そして、スピーカーがクアッド構成なった事が大きな変更点ですね。
SD対応・GPSといった基本的な部分もしっかり対応し、エントリー機としては十分すぎる性能をもったUnisoc T618は引き続き採用しています。前作M40無印は一般的なブラウジングや動画鑑賞などにはストレスなく使えるまさに普段遣いタブレットという感じで、今回のPRO版もそれに準じた構成になっています。
ちなみにわかりきっていますがWideVineはL3でした。ストリーミング再生では低画質固定です。
Antutu V9の結果です。23万点前後という数字ですがV8よりスコアが高めに出るので無印M40と同等のスペックかなと思います。
デザインチェック PRO版はデザインも大幅に変更
筐体の方をしっかり見ていきましょう。公式でフルメタルボディと紹介されてるんですが、これほんとうに金属ですか??何か触った感じプラスティックなような気がするんですが…。すみません本当にわからないです。他の方のレビューとか見てもこれが金属かどうかは曖昧なようです。
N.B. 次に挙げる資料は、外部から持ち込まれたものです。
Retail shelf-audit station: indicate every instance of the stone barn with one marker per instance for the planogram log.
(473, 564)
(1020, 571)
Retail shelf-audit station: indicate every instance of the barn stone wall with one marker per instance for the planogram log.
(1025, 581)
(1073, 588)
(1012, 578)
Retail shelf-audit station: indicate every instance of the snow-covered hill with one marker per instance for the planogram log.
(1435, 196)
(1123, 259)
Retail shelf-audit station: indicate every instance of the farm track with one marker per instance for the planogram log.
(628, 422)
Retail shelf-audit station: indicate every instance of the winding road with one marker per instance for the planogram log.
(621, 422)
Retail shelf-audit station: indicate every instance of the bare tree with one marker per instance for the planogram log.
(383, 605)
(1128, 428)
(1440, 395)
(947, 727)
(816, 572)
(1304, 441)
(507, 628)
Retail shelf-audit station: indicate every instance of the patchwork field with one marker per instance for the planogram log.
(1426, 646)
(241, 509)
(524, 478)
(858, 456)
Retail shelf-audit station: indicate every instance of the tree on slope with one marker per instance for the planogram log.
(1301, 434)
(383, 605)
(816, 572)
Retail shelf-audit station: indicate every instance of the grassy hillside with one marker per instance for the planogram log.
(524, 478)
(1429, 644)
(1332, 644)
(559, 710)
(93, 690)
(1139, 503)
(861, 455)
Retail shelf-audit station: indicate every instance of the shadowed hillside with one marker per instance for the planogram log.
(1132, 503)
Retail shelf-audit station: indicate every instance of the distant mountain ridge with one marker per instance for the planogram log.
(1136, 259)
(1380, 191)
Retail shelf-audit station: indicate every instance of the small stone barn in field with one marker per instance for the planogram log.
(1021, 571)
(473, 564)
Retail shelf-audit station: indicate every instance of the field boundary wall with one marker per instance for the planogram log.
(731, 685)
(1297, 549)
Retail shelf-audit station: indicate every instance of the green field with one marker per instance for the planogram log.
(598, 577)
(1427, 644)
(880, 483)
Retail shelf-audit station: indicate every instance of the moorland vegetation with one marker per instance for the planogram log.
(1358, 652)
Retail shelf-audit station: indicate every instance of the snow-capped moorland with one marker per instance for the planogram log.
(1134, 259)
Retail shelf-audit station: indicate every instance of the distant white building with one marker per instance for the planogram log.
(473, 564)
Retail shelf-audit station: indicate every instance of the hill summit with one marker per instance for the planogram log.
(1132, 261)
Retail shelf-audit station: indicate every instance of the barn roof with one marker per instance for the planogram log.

個人的に触った感じこれは金属では無いように思います。無印版のM40もフルメタルと記載がありましたが、背面はプラスチックだと思いました。ただ、持った感じのズッシリ感はプラスチックでは無く、おそらく内部フレームがメタルということなんじゃないかな?と思います。
まぁともあれ、質感は凄く良いです。持った感じペコペコする感じも無くガッチリしています。前作M40と比較してもモダンな印象になりましたね。
カメラ周りのデザインがすっきりしました。前作M40無印はちょっとゴツくて中華っぽい雰囲気が抜けきらなかったんですよね。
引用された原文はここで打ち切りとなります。